Benchmarks

All benchmarks were run on an Intel Xeon Gold 6234 (8 physical cores, 16 logical processors via HyperThreading) under WSL2. Example data shipped with the package was used throughout: the IVUS rest/stress pullbacks for the step-size benchmark and the OCT pullback (280 frames) for the parallelization benchmark.

1. Algorithmic improvement: bruteforce vs. optimized

The optimized alignment algorithm uses a coarse-to-fine hierarchical search instead of evaluating every candidate angle exhaustively. The effect is small at coarse step sizes (few angles to evaluate) but grows rapidly as the step size decreases, because the number of candidate angles scales as \(n = 2 \times \text{range} / \text{step}\).
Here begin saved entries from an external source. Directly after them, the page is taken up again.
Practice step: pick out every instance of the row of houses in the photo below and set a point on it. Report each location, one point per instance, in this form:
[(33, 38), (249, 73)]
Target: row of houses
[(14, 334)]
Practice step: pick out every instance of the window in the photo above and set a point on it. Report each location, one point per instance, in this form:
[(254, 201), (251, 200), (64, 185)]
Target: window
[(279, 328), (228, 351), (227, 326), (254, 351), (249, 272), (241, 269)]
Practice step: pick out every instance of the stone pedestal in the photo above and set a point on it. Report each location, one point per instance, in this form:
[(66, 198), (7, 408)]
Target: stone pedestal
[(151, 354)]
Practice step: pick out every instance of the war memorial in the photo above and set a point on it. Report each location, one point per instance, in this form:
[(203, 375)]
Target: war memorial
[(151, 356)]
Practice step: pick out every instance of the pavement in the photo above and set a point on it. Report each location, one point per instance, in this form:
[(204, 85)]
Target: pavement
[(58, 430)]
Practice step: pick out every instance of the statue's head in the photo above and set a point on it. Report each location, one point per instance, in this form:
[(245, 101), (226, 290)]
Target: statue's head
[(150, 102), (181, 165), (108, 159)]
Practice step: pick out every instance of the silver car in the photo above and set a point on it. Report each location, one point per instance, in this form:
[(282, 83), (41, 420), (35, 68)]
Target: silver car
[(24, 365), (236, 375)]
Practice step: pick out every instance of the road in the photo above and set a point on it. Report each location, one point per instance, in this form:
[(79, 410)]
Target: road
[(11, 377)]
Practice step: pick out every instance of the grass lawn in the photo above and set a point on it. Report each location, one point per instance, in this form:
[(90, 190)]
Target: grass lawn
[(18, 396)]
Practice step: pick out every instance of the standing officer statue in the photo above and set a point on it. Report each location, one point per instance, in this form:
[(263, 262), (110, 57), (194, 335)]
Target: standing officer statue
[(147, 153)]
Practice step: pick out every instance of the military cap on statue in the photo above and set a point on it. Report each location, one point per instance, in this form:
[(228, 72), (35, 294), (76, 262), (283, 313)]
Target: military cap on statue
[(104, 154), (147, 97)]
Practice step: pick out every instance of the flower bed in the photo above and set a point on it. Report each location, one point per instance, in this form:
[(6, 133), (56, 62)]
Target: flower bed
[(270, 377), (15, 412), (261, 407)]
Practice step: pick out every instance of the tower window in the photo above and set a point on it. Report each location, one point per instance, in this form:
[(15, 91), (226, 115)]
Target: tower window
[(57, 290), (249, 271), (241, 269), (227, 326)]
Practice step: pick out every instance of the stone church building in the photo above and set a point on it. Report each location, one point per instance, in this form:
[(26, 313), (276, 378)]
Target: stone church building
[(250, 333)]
Test setup — from_file_full on the IVUS rest/stress example data, range_rotation_deg = 90°, write_obj = False, smooth = False, postprocessing = False. Three repetitions per condition; median wall time reported.

Bruteforce vs. optimized alignment wall time and speedup across step sizes — Fig. 7 Wall time (left, log-log) and speedup factor (right) of the optimized algorithm over bruteforce as a function of the rotation step size. The O(n) reference line confirms the linear scaling of bruteforce with the number of candidate angles; the optimized search is sub-linear.

At step sizes of 1° and above the difference is modest (< 2x). Below 1° the gap widens substantially: at 0.1° the optimized algorithm is 5.5x faster and at 0.05° the advantage grows to 10.3x (6.25 s vs. 64.4 s). This is the practically relevant regime: fine step sizes are required for high-accuracy alignment of OCT data and dense IVUS pullbacks.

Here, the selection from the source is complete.